The US Supreme Court ruled Monday that an expert’s refusal to disclose private data will not result in the preclusion of her testimony.
In the case at hand the Social Security Administration (SSA) utilized an Administrative Law Judge (ALJ) to assess the merits of a Social Security claim.
The Petitioner, Michael Biestek, was a former construction worker who was claiming that he was no longer able to work due to his mental and physical disabilities, and therefore, required Social Security Benefits. The ALJ heard expert testimony from an expert in disability, Erin O’Callaghan, who described the types of jobs that Biestek was qualified to accomplish. The ALJ denied Biestek’s benefits, using the evidence presented by O’Callaghan.
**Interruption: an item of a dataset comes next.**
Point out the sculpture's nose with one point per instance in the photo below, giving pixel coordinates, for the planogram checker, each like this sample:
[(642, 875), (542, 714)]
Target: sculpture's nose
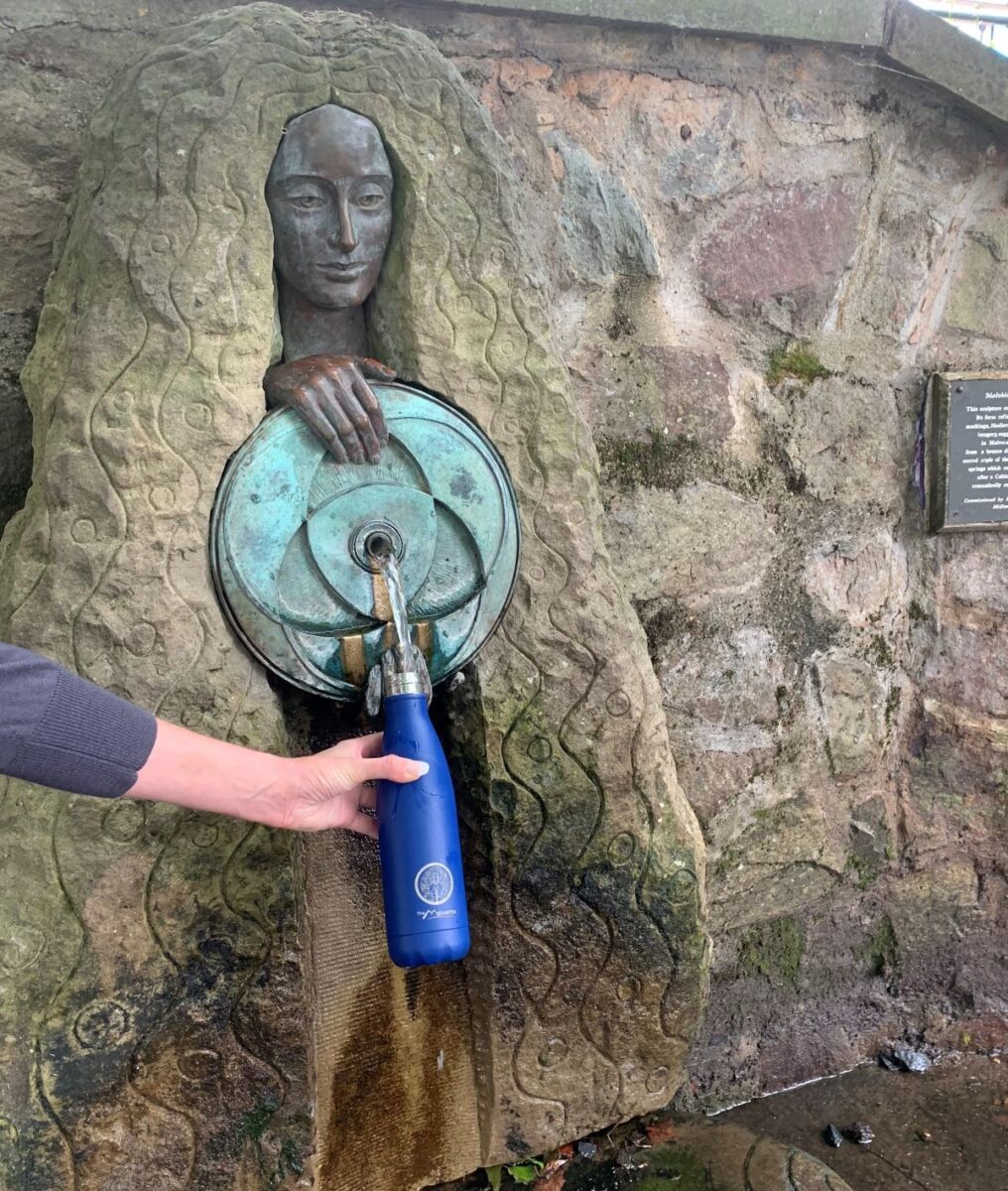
[(344, 233)]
Biestek was seeking review of this conclusion based upon the fact that the expert would not disclose where she obtained her findings regarding Biestek’s job capabilities.
The Supreme Court ruled that O’Callaghan’s testimony counts as “substantial evidence” within the confines of the court system.
“The phrase ‘substantial evidence’ is a ‘term of art’ used throughout administrative law to describe how courts are to review agency fact finding.”
The Supreme court determined that O’Callaghan’s testimony would be evidence that is “more than a mere scintilla” of information that “a reasonable mind might accept as adequate” to support job applicability.
The court also held that it is within an ALJ’s discretion to determine whether the views of an expert is trustworthy, and if there is good reason to keep the data private. The court’s analysis works in opposition to the idea that there is an objective, “Categorical Rule” for determining the credibility of expert testimony.
The decision was 5-3 with Justices Neil Gorsuch, Ruth Bader Ginsburg and Sonia Sotomayor dissenting.